Let S be the set of all rational numbers except 1 and * be defined on S by a*b = a + b – ab, for all a,b∈S.
Prove that:
i. * is a binary operation on S
ii. * is commutative as well as associative.
Given that ‘*’ is an operation that is valid on the set S which consists of all real numbers except 1 i.e., R – {1} defined as a*b = a + b – ab
Let us assume a + b – ab = 1
⇒ a – ab + b – 1 = 0
⇒ a(1 – b) – 1(1 – b) = 0
⇒ (1 – a)(1 – b) = 0
⇒ a = 1 or b = 1
But according to the problem, it is given that a≠1 and b≠1 so,
a + b + ab≠1, so we can say that the operation ‘*’ defines a binary operation on set ‘S’.

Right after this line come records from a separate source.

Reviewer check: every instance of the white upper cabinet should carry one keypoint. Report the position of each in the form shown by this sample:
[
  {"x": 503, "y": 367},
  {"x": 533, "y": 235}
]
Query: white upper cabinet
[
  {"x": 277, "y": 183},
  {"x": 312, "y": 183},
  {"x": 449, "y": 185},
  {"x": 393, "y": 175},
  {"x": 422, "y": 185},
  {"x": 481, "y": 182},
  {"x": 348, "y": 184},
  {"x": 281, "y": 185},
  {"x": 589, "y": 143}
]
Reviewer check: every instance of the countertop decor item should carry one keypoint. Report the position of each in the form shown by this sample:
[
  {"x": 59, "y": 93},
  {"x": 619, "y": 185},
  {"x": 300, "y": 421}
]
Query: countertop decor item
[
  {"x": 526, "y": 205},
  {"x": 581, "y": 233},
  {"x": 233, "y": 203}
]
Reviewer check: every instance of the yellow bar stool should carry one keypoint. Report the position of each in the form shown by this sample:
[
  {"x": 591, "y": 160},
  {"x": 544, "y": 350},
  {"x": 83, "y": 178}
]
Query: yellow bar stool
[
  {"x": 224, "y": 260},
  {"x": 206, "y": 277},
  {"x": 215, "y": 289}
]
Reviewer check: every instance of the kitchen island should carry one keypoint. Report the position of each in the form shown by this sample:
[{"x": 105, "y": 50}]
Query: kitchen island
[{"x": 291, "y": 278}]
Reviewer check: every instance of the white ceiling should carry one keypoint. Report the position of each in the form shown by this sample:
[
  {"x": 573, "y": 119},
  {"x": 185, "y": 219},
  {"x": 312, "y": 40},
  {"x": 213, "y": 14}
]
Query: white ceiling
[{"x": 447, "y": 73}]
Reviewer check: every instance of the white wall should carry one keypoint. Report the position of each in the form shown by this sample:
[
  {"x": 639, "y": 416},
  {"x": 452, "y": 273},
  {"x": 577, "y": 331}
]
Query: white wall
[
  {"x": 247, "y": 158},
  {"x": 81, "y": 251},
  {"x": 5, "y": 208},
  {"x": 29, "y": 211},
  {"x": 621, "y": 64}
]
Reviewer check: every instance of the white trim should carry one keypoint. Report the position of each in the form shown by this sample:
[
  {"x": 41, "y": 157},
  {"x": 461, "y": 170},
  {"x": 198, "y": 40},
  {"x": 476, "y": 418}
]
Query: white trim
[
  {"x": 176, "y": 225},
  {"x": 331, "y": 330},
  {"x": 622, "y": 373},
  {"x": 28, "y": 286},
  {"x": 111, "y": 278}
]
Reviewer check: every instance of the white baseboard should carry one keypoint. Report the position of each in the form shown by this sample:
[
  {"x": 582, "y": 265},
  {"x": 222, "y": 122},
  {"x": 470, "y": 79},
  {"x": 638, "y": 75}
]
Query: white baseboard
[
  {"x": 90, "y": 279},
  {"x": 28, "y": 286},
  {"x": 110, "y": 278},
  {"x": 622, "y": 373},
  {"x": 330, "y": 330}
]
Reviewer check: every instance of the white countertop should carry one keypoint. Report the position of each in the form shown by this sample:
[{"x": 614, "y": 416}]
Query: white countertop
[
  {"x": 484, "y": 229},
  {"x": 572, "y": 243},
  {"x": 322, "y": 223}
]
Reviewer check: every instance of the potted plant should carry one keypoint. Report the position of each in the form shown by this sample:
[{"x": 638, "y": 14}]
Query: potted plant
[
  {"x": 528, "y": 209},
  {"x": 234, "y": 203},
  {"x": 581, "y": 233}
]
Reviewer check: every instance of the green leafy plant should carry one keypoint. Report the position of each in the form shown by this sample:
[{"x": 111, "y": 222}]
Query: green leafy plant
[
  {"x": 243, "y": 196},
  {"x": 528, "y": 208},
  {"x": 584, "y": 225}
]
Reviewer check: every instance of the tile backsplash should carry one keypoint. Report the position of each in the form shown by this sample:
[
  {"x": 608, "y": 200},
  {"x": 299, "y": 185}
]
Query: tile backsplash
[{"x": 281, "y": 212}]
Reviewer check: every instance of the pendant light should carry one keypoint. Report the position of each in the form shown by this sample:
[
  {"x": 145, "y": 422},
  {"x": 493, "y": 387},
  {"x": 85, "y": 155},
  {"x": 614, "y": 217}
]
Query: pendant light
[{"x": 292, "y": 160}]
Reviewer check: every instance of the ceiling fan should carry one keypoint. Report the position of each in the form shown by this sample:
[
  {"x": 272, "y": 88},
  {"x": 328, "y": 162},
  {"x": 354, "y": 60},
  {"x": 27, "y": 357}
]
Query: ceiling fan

We know that commutative property is p*q = q*p, where * is a binary operation.
Let’s check the commutativity of given binary operation:
⇒ a*b = a + b – ab
⇒ b*a = b + a – ba = a + b – ab
⇒ b*a = a*b
∴ Commutative property holds for given binary operation ‘*’ on ‘S’.
We know that associative property is (p*q)*r = p*(q*r)
Let’s check the associativity of given binary operation:
⇒ (a*b)*c = (a + b – ab)*c
⇒ (a*b)*c = a + b – ab + c – ((a + b – ab)×c)
⇒ (a*b)*c = a + b + c – ab – ac – bc + abc ...... (1)
⇒ a*(b*c) = a*(b + c – bc)
⇒ a*(b*c) = a + b + c – bc – (a×(b + c + bc))
⇒ a*(b*c) = a + b + c – ab – bc – ac + abc ...... (2)
From (1) and (2) we can clearly say that associativity holds for the binary operation ‘*’ on ‘S’.